We briefly discussed turkey bingo, more commonly known as a “poultry party,” a few weeks ago during an office meeting. Some staff members responded with quizzical looks. “You used to play bingo for meat?” their incredulous faces seemed to shout across the table. Well, yes I did. In fact I remember the old Lake Norden VFW Hall being packed to the gills with townspeople every fall for our annual poultry party. Young and old alike braved the pre-winter chill for one of our town’s most anticipated traditions. It was a good night if you went home with a couple of turkeys and maybe a chicken or a ham.
Apparently the idea of poultry parties is unique to the Glacial Lakes region, which is my home country. We think of South Dakota as being a unique place within America, but there are also distinct cultural pockets within our borders. Each has its own food, terminology, activities and traditions. I’d never heard of “taverns” until I moved south. Back home, they were always barbecues. And earlier this fall my grandmother requested a recipe for kuchen, a dessert she’s never made and rarely, if ever, sampled. That’s probably what makes South Dakota so special.

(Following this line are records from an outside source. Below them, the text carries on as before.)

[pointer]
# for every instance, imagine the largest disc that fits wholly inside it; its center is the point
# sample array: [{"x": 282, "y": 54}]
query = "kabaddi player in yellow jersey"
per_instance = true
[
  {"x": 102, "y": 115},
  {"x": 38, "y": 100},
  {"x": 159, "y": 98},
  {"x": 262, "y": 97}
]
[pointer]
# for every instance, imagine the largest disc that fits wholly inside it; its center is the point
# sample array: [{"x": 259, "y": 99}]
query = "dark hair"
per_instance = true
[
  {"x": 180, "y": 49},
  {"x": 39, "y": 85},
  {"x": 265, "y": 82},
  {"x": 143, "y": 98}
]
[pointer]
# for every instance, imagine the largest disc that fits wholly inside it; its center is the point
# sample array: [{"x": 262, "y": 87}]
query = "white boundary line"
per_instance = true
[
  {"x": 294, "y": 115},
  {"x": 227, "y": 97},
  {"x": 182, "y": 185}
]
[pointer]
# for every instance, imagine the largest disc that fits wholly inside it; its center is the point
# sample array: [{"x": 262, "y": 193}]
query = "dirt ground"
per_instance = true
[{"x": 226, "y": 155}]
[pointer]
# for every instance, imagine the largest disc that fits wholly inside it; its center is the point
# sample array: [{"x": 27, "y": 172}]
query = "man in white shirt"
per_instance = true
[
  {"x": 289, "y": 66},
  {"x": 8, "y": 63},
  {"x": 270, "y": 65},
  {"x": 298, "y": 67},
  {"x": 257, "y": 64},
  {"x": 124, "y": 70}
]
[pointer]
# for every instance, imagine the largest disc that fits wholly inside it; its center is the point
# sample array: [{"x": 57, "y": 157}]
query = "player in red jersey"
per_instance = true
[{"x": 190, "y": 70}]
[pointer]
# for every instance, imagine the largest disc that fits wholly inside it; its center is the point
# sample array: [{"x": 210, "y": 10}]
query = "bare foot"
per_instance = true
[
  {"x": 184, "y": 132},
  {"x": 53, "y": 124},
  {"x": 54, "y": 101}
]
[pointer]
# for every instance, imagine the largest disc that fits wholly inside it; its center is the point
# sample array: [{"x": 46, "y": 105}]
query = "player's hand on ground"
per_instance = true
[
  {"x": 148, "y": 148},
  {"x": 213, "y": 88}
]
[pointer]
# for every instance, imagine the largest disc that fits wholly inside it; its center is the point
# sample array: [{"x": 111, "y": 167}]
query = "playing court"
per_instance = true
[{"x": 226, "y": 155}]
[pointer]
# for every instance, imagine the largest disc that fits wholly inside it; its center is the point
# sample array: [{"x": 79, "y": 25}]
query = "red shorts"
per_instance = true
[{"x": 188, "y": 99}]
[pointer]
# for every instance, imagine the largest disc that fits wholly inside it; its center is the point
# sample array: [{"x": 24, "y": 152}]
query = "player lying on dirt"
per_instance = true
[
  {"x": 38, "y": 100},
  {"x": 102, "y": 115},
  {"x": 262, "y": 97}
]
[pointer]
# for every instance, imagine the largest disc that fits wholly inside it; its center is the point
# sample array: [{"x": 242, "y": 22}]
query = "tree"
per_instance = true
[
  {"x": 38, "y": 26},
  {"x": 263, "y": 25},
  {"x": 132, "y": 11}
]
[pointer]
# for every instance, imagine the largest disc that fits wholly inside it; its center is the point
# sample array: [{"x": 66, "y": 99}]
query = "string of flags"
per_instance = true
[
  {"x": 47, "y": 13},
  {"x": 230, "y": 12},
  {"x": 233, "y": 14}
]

For those unfamiliar with a small-town poultry party, it went like this: Each game cost you a quarter a card, so during the day you’d head uptown to the bank and get a roll of quarters. You needn’t worry about supper, because the VFW Auxiliary always had barbecues (not taverns), pie and coffee. You’d grab a card or two, our local veterans would circle the building sliding quarters off the old wooden tables and into their apron pockets, and Morley Hauschildt’s booming voice would start calling the numbers. There was always good natured grumbling and gentle ribbing when someone shouted “Bingo!”: “I know where I’m going for supper Saturday night,” or “You can’t carry that many turkeys home. I’ll take one.” Sometimes we played late into the night, and the blue haze of cigarette smoke grew thicker as it hung in the air.
Of course some years we left the VFW Hall empty handed. Somehow, I don’t recall it ever being a disappointment. Still, that bite of turkey on Thanksgiving Day tasted just a little better knowing you’d won it fair and square.